Many of today’s brides embrace the tradition of “Something old, something new, something borrowed, something blue” on their wedding day. The tradition originally signified the bride walking up the aisle with new items that corresponded to each line but we have applied the age-old rhyme to that very special piece of jewellery – the engagement ring.
Vintage rings are back in fashion in a big way and they are a wonderful way of ensuring your engagement ring will be unique. We suggest visiting jewellers who specialise in this kind of jewellery so that you can start to build an idea of what era and design style you are like. Buying a vintage ring at an auction house is also a fantastic place to start and auction houses can often provide you with more background information on a ring than what a vintage jeweller can.
Of course, a popular alternative is creating a new ring in a vintage style and this is something that we have assisted many brides to be with.
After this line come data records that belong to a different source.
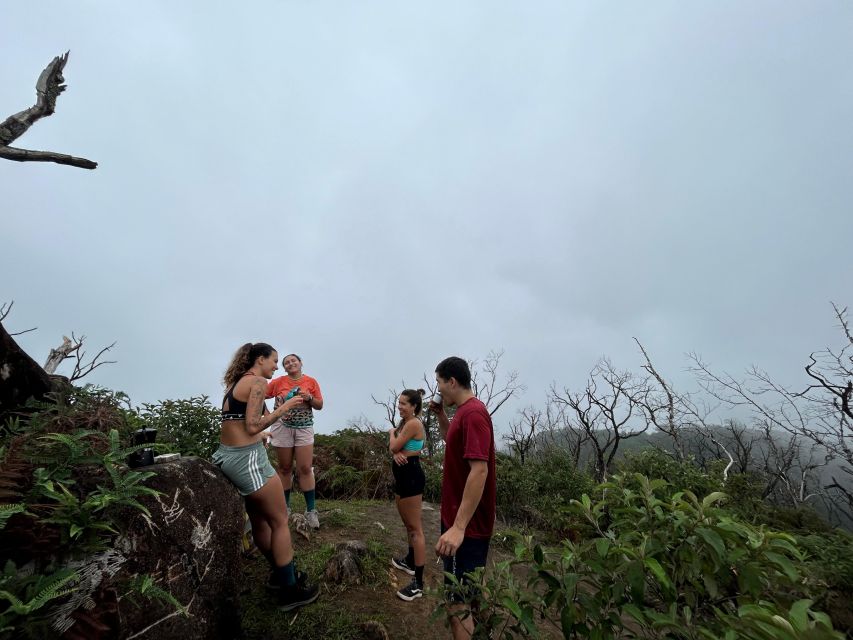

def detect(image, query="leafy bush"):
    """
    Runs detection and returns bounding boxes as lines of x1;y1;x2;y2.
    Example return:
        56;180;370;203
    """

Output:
618;449;723;498
314;428;393;499
139;396;221;459
0;386;180;638
440;474;842;640
496;450;593;535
Art deco style rings are extremely popular with their geometric lines, mix of diamonds and gemstones and they make a striking statement.
Also, don’t forget that certain diamond cuts, such as the emerald, Asscher, cushion and rose cut, have a vintage feel while other design details, like a single or double diamond pavé halo around the centre stone, also help to create a vintage look.
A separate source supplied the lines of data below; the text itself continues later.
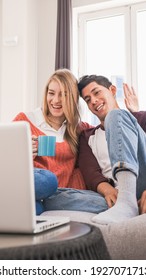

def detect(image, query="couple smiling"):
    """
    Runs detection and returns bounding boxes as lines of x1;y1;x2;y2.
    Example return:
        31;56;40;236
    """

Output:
14;69;146;224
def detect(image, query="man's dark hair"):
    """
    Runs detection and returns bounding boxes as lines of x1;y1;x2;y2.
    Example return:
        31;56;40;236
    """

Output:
78;75;112;96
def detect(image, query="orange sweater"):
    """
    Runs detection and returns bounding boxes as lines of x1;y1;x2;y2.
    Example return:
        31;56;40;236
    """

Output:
14;113;88;189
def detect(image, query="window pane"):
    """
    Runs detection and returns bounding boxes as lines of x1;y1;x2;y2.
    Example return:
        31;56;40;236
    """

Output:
137;11;146;110
86;15;126;79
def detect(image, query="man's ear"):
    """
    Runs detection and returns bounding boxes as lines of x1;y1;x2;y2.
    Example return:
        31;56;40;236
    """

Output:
109;85;117;96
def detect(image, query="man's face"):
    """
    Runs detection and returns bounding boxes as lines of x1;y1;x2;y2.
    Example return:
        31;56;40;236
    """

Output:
82;82;118;124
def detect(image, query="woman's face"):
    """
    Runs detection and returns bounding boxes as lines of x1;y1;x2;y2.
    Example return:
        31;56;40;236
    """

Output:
47;81;65;120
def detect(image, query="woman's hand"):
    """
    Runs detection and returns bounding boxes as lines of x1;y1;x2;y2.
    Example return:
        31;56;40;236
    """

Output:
138;190;146;214
123;84;139;112
32;135;38;159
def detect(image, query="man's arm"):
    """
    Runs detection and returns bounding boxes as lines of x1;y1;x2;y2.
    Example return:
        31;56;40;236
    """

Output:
78;129;117;207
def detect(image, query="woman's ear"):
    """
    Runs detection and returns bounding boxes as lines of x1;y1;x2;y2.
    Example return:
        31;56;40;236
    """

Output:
109;85;117;96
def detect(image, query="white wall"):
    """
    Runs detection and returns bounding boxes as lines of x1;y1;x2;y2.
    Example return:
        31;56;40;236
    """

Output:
0;0;57;122
37;0;57;105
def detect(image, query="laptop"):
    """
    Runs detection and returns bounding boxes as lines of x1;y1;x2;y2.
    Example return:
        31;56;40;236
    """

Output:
0;121;70;234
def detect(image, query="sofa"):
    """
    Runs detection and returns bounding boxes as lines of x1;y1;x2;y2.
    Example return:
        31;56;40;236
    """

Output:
43;210;146;260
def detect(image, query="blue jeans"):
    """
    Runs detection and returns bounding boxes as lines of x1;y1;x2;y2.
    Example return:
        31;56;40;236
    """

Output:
105;109;146;199
43;188;108;213
34;168;58;215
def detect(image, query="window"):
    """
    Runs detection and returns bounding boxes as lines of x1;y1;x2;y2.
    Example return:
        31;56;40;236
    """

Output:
73;3;146;123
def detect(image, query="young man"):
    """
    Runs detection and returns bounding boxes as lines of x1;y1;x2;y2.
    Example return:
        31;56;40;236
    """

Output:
78;75;146;224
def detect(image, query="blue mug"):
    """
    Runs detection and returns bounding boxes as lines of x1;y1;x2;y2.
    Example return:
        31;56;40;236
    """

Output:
38;135;56;157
Something new can of course refer to an engagement ring that is custom designed for you. All of our rings are bespoke creations for our client and it’s a wonderful way of ensuring that no two rings are ever the same.
Our Head Jeweller, Neil Miller, has been creating custom jewellery since 1995 and bespoke engagement rings are his passion and his creative flair really comes to light once he begins the process of creating a unique ring for a customer. As Neil beautifully puts it “When you buy a piece of jewellery that has been handcrafted for yourself, it is like receiving a handwritten letter rather than an anonymous email – personal, unique and made with passion”.
The stone Morganite is a relative new comer to the engagement ring market and, with its pink and peach hues, it is a wonderfully romantic stone to set into your engagement ring band. It is no secret that we love this particular stone and if you want to read more then click HERE
to read our “Morganite – The Ultimate Guide”.
We meet with a lot of customers who wish to create an engagement ring with a stone that has been passed down to them. One of the things we love about jewellery is the story and sentimental history behind each piece and passing a stone on from generation to generation is a wonderful way of creating a new piece of jewellery whilst keeping a memory of its previous owner/s alive.
Sometimes a very small change can bring an older piece of jewellery to life or taking the diamonds or sapphires from a brooch for example and redesigning them to create a stunning handcrafted new engagement ring giving new life to something old yet treasured.
The colour blue has long been associated with weddings and symbolises love and fidelity. Blue sapphires can make a bold statement on an engagement ring and sparkle can be added with diamonds in either a halo setting or a pave band.
Blue sapphire engagement rings have long been popular but they saw a spark in sales when Prince William proposed to Kate Middleton using his late mother’s beautiful diamond and sapphire ring. Kate's ring features a 12.00 carat oval blue Ceylon sapphire surrounded by 14 solitaire diamonds set in white gold.
Sapphires score high on the Mohs scale of hardness which makes them the third most resilient stone on the planet after diamonds and moissanite. This means they make an excellent choice for an engagement ring as they can withstand plenty of knocks.
Tanzanite is a very popular alternative to the blue sapphire and is an extraordinary gemstone with its deep blue colour surrounded by a hint of purple. Apart from sapphires, tanzanite is the most popular selling of all the gemstones
The beautiful colour of tanzanite looks beautiful next to white diamonds but scores slightly lower on the Mohs hardness scale than a blue sapphire at 6.5-7.
The tanzanite is a called a trichroic gem which means that before it is treated it has three different colours - brown, blue and violet. Heating the stone removes the brown or burgundy colour to create a dichroic gem which shows only two colours which can vary from pale blues and lilacs to deep indigos and purples.